E Hobbes lança uma idéia
que vai se constituir no fundamento da democracia: o poder político legítimo
é aquele que se institui a partir do consenso, do consentimento de todos,
visando realizar o interesse comum de toda a sociedade. Ou seja, Hobbes promove
uma revolução: não é mais o indivíduo que existe em função do Estado, mas
é o Estado que deve existir em função do indivíduo. E mais que isso, o Estado
e a Sociedade são fundados e ordenados a partir da vontade livre de indivíduos.
Hobbes insinua um outro
fundamento do Estado nacional. Dentro de um território nacional, os indivíduos
vivem juntos não em razão de uma cultura, costumes, tradições, religião, visão
de mundo, língua, raça, etnia ou uma meta ideológica e política comum. Mas
podem conviver pacificamente, apesar das desigualdades sociais e das diferenças
existentes, pelo simples fato de que todos estão subordinados a regras comuns,
a direitos, deveres e obrigações comuns.
Na teoria de Hobbes percebe-se
o fundamento essencial do Estado: a segurança individual, o desejo comum de
viver em paz como aquilo que possibilita a convivência de indivíduos desiguais
em sociedade.
A idéia de que o Estado
e a sociedade nascem a partir da vontade livre de indivíduos que estabelecem
contratos entre si é uma idéia que exprime os tempos modernos. Hobbes fundamenta
o poder político a partir de uma lógica instrumental individualista própria
do novo espírito burguês nascente, apesar de reagir, em termos políticos,
contra este novo espírito. O papel do Estado é garantir a segurança do indivíduo
porque é isso que promove condições para a sua efetiva liberdade.

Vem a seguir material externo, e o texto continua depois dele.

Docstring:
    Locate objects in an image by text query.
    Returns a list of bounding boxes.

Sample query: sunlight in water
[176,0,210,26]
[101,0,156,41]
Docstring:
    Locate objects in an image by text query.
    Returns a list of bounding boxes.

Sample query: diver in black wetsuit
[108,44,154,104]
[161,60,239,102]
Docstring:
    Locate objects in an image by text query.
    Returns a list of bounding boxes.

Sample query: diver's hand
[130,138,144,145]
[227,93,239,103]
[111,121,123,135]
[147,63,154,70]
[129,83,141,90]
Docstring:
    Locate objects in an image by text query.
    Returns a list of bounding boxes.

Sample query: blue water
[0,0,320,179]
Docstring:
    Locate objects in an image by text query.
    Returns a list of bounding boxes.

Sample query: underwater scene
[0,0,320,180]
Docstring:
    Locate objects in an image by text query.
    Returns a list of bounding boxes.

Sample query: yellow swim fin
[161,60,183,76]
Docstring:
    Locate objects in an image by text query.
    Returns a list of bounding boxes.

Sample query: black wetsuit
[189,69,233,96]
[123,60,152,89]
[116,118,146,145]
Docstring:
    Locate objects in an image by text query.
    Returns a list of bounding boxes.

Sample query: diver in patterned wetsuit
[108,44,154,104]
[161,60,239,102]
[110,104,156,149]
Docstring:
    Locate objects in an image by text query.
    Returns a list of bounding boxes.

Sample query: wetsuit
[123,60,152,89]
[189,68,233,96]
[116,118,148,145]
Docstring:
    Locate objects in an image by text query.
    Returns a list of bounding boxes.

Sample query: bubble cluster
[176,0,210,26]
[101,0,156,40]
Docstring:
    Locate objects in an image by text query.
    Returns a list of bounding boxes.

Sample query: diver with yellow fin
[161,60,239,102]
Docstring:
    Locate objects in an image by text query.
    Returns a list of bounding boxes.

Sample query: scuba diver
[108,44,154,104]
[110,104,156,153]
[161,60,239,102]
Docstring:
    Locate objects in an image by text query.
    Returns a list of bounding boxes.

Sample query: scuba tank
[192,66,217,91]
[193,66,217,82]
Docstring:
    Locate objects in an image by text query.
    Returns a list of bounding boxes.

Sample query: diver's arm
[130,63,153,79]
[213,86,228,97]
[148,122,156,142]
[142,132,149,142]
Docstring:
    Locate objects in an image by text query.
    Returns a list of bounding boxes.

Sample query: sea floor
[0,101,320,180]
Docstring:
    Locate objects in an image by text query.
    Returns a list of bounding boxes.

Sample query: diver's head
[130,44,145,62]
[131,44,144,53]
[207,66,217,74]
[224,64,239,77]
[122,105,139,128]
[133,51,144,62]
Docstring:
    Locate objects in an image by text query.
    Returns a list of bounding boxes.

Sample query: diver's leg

O que funda o poder político
e as relações sociais não é o respeito ao próximo (Moral); o temor a Deus
(Religião); os interesses nacionais (Razões de Estado); a honra (Códigos da
nobreza). Mas sim o interesse próprio, o bem estar e a segurança de cada indivíduo
na esfera da vida privada (Utilidade).
* Professor de Ciência Política - Departamento de Ciências Sociais (UEM); Doutor em Política pela Universidade de S. Paulo (USP).